As no suitable bone marrow donor was found in Ezra’s family or in the worldwide registries, Robin and Evan contacted Gift of Life to help them find a match for Ezra. Bone marrow drives were held throughout the country and the world with the hopes of finding him a perfect match and after 2 years of searching, these drives led to over 4,500 potential donors and matches for nearly 60 other patients in need.
As no bone marrow match for Ezra was found, his parents made the difficult decision to move forward with a riskier transplant using a mismatched cord blood unit and the transplant took place this past May. Ezra continues his recovery at home and in isolation. It is currently unclear whether Ezra’s transplant is taking and whether he will be cured. Despite these difficult circumstances, he continues to amaze the watchful doctors and nurses with his spirit, enthusiasm for life and his love of basketball, music and space shuttles.
Seth and I went to visit Ezra at Sloan Kettering during the transplant and we brought him this really cheap golf set and we were just amazed at how much energy he had considering how weak his little body was.

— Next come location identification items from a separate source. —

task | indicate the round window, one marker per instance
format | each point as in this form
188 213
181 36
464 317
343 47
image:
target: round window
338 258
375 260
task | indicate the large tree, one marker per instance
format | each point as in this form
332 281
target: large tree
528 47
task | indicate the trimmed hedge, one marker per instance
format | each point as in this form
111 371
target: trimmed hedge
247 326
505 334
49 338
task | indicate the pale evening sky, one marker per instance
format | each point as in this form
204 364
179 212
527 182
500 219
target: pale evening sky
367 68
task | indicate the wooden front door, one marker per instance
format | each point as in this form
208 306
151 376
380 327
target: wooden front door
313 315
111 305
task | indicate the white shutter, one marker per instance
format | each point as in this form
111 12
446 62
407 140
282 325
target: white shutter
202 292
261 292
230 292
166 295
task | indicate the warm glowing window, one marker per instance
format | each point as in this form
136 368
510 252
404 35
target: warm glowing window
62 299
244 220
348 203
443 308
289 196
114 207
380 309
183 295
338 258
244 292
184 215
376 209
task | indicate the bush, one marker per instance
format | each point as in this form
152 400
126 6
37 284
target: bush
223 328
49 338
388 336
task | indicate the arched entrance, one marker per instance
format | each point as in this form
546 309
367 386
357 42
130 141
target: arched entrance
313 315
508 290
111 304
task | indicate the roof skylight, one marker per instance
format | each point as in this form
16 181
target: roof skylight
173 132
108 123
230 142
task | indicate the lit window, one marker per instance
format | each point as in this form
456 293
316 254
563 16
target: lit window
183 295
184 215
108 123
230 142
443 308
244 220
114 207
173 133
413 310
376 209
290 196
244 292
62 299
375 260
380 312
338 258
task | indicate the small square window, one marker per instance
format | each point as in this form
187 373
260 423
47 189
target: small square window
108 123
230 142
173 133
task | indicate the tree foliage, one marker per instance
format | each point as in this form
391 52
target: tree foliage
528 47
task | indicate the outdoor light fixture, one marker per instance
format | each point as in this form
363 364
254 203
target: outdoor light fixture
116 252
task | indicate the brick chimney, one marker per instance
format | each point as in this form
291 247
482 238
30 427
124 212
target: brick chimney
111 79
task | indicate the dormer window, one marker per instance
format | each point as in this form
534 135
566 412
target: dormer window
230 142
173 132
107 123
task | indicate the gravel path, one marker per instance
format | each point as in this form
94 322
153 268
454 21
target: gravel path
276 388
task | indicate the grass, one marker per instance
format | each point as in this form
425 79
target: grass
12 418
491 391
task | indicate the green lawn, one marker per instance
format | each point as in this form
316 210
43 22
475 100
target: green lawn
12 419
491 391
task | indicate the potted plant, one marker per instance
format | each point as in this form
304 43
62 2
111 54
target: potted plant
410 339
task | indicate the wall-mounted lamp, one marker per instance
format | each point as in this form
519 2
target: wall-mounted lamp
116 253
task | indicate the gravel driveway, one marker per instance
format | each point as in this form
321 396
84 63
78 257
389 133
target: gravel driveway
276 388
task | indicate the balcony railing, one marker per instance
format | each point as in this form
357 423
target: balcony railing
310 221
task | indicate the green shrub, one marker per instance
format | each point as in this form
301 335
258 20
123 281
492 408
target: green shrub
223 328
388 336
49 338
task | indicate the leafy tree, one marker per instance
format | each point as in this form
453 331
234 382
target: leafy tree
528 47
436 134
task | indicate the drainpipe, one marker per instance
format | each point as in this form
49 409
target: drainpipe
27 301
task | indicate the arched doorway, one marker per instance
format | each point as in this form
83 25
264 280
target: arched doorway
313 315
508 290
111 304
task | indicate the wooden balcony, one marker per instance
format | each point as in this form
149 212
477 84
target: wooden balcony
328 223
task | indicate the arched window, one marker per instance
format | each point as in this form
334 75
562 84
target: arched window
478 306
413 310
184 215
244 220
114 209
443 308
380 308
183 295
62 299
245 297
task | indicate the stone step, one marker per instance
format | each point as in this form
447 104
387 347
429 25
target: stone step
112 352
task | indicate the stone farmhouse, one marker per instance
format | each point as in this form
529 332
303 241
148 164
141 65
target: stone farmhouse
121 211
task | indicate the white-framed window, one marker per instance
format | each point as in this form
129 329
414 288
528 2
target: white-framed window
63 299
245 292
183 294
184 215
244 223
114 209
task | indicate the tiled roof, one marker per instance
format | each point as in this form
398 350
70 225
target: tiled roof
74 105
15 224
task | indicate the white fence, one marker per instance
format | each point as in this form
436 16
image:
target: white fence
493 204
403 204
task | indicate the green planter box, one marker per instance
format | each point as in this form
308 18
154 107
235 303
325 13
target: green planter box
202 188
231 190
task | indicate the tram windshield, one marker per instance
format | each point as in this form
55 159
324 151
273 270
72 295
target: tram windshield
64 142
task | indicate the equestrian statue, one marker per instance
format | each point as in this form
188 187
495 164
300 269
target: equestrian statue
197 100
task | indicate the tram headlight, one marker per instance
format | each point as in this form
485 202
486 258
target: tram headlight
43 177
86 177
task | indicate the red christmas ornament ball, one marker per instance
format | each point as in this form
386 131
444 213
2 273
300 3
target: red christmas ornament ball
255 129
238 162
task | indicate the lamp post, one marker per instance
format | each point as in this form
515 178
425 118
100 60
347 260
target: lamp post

We are all hopeful that Ezra’s donor cells will do what they need to do and that Ezra can live of life free of needles and doctors.
Nothing brings us greater joy than to present little Ezra, through his parents Robin and Ezra, with the Ayelet Galena Courage award, “In recognition of your incomparable courage, incredible resiliency and loving and infectious spirit!”
Robin and Evan, please come to the podium and accept this award on behalf of Ezra.
Shortly after Dylan Rabinovich was born, he was moved to the NICU because he was jaundice and suffering from what doctors call, “failure to thrive.” In time, his parents learned Dylan has a very rare and severe genetic disorder called Emanuel Syndrome. Instead of having 46 chromosomes, he has 47.
Dylan’s life has been a whirlwind of doctors, many hospital stays and hundreds of tests. Emanuel Syndrome is so rare that only about five children are born with it each year around the world. In addition to Emanuel Syndrome, Dylan has a host of other medical problems and his parents were told Dylan would not live to see his first birthday, but he has defied the odds. This December, Dylan will turn 7.
It just so happened that Dylan and Ayelet were one floor away from each other when Dylan underwent lifesaving surgery at Cincinnati Children’s Hospital.
Dylan is a living inspiration to us all. He teaches us to never take no for answer and to not live your life by anyone else’s expectations but your own.
Dylan’s courage to face the many complications and difficulties of his life is truly humbling.
We are so honored to be able to recognize Dylan’s courage tonight and present him and his parents, Melissa and Oleg, with the Ayelet Galena Courage Award, “In recognition of your bravery, fight for life, resilience and for being a very charming young flirt!